In my experience, most luthiers don’t have much in stock, they generally need to move product to make a living.

Word of mouth is huge, as are the music press, festivals, shops, endorsing and/or endorsed performing and recording musicians, appearances on stage, in recordings, etc.


----------



## Nork (Mar 27, 2010)

I bought Taylor because I was in a band and needed a decent souding acoustic for a tour we were going to do. My heart has always wanted a Karol - I know Tony through a friend and have seen his work from way early on and they're just incredible sounding, incredibly made guitars. Some day.


----------



## phunkymunky (May 22, 2021)

I absolutely would like a quality handmade acoustic as my next major purchase. I've had a Taylor for years and have thoroughly enjoyed it, but there is something to be said for the additional attention to detail and time spent but a smaller scale luthier. Some beautiful examples up top in this thread.


----------



## gevans378 (Oct 12, 2006)

In many ways it’s just about jumping in and taking the risk. I’ve had two acoustics, one weissenborn and two electrics custom made and have been really pleased with all of them. It can be a challenge on the resale market if you are someone who turns over guitars but that typically isn’t my consideration when I am having one made.

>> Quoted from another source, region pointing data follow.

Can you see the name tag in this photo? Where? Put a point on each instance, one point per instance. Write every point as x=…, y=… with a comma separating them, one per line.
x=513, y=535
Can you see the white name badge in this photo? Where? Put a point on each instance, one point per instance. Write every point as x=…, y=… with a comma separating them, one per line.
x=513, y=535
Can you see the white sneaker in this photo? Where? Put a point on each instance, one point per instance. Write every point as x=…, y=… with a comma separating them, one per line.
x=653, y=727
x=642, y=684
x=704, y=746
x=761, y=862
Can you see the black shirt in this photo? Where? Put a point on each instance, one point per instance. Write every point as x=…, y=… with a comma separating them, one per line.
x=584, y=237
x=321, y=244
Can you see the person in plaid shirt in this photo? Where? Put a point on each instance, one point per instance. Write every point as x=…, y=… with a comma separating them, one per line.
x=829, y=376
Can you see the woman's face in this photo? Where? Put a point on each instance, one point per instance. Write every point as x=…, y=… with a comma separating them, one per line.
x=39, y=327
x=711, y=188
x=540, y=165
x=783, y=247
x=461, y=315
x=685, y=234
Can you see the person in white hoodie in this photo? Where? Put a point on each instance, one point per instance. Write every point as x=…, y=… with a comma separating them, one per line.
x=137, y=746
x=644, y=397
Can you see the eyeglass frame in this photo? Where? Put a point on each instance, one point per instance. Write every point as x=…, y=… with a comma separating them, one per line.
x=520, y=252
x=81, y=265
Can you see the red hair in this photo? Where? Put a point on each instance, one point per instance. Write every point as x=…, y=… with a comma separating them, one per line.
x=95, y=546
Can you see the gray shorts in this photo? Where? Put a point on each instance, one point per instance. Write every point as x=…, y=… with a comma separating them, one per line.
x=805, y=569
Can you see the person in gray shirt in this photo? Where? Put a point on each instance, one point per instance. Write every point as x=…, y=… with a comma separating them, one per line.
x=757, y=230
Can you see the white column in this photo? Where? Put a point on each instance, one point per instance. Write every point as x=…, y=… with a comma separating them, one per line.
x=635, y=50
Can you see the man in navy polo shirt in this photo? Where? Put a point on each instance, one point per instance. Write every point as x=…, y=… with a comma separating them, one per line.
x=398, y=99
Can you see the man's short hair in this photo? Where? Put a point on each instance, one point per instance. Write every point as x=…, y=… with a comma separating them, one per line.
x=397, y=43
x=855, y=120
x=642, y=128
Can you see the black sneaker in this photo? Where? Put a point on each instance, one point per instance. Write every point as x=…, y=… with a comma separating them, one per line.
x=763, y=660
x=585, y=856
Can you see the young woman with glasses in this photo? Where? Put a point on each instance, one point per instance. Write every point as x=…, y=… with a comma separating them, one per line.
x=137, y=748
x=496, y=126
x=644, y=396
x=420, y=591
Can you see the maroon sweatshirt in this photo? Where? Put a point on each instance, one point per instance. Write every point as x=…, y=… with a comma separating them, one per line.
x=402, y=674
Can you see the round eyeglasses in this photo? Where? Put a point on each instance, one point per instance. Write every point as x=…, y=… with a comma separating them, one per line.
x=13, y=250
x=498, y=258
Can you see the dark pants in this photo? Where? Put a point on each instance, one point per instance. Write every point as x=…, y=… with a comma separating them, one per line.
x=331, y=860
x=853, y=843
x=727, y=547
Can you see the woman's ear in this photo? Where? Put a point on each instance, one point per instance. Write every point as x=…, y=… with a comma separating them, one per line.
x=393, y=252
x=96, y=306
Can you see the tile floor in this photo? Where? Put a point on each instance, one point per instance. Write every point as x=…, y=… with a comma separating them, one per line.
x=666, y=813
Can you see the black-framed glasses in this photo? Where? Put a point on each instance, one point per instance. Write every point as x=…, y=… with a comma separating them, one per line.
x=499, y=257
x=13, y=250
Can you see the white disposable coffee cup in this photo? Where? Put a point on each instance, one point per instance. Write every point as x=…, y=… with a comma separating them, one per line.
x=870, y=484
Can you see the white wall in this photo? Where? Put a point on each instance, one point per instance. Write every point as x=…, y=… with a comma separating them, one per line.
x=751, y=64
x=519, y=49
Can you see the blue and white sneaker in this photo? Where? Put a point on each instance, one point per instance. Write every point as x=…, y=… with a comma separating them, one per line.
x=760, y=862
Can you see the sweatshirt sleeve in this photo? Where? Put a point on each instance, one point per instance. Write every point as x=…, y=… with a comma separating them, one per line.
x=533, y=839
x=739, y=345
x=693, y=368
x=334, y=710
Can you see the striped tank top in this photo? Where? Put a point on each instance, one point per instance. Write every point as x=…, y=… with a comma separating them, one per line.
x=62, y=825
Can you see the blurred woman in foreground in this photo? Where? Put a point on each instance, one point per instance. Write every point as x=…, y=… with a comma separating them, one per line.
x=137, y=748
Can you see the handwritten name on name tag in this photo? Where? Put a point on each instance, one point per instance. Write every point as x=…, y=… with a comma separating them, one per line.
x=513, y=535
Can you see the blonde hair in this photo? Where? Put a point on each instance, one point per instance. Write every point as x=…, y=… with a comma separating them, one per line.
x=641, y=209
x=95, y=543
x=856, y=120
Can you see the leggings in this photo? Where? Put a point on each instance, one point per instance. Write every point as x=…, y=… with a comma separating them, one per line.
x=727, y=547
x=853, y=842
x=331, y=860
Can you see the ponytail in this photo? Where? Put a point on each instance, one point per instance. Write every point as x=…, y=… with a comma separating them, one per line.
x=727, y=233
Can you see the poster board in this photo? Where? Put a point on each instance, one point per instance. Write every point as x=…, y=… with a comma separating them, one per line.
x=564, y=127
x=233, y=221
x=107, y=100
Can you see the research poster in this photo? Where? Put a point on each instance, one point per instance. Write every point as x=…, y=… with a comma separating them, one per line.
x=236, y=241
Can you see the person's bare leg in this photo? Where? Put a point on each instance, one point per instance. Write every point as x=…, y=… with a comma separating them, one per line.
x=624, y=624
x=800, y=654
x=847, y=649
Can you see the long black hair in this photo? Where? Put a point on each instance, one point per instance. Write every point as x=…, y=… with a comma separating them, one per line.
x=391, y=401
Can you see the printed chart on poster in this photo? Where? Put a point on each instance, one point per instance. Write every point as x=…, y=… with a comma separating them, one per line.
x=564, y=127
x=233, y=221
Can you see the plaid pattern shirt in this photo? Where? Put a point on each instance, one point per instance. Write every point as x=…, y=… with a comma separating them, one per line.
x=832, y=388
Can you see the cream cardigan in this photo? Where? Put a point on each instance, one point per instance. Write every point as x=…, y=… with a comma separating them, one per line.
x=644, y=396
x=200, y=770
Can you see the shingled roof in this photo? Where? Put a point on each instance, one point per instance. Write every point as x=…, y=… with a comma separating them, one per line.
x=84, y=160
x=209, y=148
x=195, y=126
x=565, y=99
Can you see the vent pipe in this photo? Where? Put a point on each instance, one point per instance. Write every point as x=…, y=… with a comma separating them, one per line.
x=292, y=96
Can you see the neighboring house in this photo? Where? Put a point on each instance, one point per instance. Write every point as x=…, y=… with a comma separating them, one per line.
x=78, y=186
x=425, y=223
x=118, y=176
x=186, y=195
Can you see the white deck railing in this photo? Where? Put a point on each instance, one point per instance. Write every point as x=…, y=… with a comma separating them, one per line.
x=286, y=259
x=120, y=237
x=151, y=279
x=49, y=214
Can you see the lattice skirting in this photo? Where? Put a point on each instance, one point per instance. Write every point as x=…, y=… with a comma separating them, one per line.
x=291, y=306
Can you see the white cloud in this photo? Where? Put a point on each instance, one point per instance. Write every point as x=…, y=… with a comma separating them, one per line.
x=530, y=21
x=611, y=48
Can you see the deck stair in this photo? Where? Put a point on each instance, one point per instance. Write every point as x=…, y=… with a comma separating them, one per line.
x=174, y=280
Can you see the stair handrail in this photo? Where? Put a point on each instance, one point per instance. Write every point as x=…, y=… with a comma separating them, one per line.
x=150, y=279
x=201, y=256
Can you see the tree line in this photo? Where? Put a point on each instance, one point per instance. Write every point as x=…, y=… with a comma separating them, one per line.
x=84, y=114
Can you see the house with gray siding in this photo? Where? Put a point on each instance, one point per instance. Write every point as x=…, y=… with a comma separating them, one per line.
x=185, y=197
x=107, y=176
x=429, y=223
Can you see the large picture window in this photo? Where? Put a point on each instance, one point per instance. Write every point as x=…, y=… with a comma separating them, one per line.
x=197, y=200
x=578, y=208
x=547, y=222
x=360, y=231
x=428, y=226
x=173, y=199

If you can afford it, it feels good to support a local luthier at a craft that is truly a labour of love. It’s also nice to be able to back to the source if there are any issues.


----------



## MBee (Feb 22, 2021)

Apart from 2 Art & Luthierie guitars, all my guitars are handmade. I have a Webber, an Avalon, and two guitars custom made by a local luthier. The Webber and Avalon were bought off the shelf (i.e., not custom ordered). I discussed every detail on the two custom guitars as they were being built (woods, body size/configuratoin, scale length, decorations, etc.). While there is nothing wrong with the two custom guitars, they are not of the same quality of construction or tone as the Webber or Avalon. I chalk this up to experience more than anything. I think David Webber was putting out 100 guitars a year when he was building, and Avalon have a team of extremely experienced luthiers who put their hands on every aspect of the build. The local luthier is a gifted woodworker for sure, but probably builds only 2-3 acoustics per year. So for me, if I were to order a custom guitar, it would only be from a very experienced maker, where you could get lots of user reviews, and/or try out varous examples of their work. I would definitely be open to purchasing from a new or "hobby" builder, but not on a custom basis. I would only purchase a guitar from a new builder if it was a "spec" guitar that I could try out before deciding on a purchase.


----------